Throughout his 20-year national team career, questions about eating, weight and food were something Björgen had to deal with. Although she managed to resist the temptation to take shortcuts, she is honest that the idea shocked her at some point.

There were times when people didn’t eat candy and where you wonder if you should have candy when you’re the oldest on the team, Marit Bjørgen tells NRK.

– Do I need it? Björgen asks rhetorically.

Book launch: Marit Björgen keeping up with the biography of Wiener Heart.

In her new autobiography “Winner Heart,” written by NRK journalist Ingerid Stenevold for Kagge Forlag, the Winter Olympics of all time describes her experiences with body stress as an active athlete.

It’s part of doing the best sports. I don’t think we will ever get rid of that. Unfortunately.

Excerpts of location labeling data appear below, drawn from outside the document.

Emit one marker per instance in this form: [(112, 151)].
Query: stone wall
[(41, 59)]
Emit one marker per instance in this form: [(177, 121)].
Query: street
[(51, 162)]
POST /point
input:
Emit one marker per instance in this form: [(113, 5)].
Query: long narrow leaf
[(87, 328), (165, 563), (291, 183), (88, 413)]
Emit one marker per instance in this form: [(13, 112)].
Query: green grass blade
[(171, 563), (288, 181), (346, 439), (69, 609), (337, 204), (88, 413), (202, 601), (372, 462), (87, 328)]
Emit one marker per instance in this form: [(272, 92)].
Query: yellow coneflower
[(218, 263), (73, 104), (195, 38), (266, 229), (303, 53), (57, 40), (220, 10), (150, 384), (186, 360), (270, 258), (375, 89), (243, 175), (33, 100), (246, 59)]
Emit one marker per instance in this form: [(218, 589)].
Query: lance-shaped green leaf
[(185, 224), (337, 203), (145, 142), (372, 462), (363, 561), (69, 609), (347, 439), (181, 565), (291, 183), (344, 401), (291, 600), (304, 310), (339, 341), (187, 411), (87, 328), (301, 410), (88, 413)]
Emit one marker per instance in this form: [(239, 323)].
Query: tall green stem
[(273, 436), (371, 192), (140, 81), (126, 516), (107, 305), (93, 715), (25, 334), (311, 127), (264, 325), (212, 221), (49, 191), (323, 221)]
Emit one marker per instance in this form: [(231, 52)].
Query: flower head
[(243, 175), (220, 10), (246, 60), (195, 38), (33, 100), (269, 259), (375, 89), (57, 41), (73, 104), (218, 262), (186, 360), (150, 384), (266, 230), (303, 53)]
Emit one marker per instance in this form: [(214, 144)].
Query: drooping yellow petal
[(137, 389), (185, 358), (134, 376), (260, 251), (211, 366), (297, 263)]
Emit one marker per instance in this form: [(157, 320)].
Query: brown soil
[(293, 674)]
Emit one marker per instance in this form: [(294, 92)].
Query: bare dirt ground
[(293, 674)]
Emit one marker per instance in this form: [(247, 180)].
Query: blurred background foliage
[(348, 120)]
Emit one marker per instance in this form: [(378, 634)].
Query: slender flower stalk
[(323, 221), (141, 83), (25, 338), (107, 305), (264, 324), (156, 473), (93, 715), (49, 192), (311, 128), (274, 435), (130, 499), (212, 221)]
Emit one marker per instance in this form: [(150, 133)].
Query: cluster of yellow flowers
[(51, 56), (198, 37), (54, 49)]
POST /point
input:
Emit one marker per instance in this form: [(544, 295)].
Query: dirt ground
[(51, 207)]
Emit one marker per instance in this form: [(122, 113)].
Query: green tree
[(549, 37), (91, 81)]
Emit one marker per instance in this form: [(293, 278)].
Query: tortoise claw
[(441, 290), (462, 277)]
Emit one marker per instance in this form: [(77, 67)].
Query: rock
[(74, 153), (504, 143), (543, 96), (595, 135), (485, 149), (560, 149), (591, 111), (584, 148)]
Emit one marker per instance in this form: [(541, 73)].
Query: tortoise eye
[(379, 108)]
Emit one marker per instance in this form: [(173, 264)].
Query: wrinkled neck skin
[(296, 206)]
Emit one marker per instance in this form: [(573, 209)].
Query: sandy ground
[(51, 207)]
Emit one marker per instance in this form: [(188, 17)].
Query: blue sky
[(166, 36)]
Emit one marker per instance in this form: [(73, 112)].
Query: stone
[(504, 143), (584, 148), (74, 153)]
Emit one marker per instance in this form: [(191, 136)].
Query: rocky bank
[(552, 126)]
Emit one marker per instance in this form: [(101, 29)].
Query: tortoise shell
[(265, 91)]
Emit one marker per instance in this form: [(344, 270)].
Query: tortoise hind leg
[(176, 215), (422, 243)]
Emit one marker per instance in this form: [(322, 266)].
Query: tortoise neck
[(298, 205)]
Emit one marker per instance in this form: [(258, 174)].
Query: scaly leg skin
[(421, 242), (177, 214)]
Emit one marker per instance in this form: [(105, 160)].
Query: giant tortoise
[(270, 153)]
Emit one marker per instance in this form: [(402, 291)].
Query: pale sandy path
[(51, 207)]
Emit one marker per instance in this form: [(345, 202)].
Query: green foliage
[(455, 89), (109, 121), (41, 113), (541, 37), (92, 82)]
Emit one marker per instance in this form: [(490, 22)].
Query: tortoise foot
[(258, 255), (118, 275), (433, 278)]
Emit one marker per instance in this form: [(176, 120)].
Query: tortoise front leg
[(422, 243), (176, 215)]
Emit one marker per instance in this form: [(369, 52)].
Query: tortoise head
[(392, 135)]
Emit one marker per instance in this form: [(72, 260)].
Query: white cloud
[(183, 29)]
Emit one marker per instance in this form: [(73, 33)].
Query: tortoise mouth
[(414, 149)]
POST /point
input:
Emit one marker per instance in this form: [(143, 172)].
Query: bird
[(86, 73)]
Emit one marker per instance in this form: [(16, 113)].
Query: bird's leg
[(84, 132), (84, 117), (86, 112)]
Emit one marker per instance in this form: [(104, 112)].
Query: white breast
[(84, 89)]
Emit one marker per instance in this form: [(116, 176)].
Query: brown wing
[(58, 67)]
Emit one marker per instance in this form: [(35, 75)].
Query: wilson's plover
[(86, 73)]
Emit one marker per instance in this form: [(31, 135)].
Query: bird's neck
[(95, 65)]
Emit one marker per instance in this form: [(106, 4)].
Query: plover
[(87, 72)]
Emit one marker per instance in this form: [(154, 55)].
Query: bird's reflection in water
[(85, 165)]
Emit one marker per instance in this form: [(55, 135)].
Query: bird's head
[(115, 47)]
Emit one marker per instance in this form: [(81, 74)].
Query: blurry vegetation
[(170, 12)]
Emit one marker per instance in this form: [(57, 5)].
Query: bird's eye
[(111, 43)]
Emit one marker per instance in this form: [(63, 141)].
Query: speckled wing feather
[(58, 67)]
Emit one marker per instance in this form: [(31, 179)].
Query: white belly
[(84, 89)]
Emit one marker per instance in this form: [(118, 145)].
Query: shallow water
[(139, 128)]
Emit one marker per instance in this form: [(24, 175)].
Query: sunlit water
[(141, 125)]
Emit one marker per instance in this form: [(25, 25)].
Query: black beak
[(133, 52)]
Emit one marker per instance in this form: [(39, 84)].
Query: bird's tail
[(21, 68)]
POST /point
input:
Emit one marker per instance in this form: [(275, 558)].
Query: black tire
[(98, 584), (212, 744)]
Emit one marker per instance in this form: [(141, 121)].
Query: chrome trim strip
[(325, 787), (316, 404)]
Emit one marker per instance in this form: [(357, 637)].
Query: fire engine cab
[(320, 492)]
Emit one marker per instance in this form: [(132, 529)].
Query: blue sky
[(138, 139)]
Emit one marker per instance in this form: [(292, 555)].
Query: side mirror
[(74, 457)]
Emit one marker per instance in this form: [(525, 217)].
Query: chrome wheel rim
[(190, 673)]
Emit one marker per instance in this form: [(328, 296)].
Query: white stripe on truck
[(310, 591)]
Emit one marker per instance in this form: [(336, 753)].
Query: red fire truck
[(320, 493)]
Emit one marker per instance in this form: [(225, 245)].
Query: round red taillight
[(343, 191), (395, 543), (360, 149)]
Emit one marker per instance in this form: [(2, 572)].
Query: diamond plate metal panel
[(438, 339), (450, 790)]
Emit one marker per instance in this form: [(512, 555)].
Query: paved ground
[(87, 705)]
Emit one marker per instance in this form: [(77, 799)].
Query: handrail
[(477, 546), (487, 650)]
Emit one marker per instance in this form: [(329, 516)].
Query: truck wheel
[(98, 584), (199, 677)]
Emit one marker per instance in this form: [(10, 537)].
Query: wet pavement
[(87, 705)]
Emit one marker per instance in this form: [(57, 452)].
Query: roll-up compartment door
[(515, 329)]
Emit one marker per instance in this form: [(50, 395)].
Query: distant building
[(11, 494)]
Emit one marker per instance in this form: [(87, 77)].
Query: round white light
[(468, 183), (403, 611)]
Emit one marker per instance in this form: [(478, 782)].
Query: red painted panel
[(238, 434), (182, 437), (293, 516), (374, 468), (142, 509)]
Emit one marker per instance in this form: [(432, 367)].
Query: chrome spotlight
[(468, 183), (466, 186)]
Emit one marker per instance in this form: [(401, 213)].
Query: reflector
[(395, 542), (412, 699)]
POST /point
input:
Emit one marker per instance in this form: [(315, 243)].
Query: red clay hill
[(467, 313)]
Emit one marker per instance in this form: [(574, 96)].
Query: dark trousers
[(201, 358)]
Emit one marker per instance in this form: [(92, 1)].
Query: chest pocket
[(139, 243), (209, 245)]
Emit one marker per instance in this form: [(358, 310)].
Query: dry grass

Practitioners dropped candy

Bjørgen believes that there was a change in the food culture of the national team at the beginning of the 2000s. Veterans Benti Skari, Anita Moen and Major Helen Nymoen have resigned. Parts of the new generation had a different approach to food.

Björgen and Scary

Ongje Björgen: Marit Björgen with daughter Scary in Asiago in 2003. Scary won, and Björgen was fourth.

Photo: Terje Bendiksby / NTB

“Suddenly, for example, no one eats candy anymore. Marit does not know exactly when it happened, but she remembers that one day he hit her – something changed »As stated in the book.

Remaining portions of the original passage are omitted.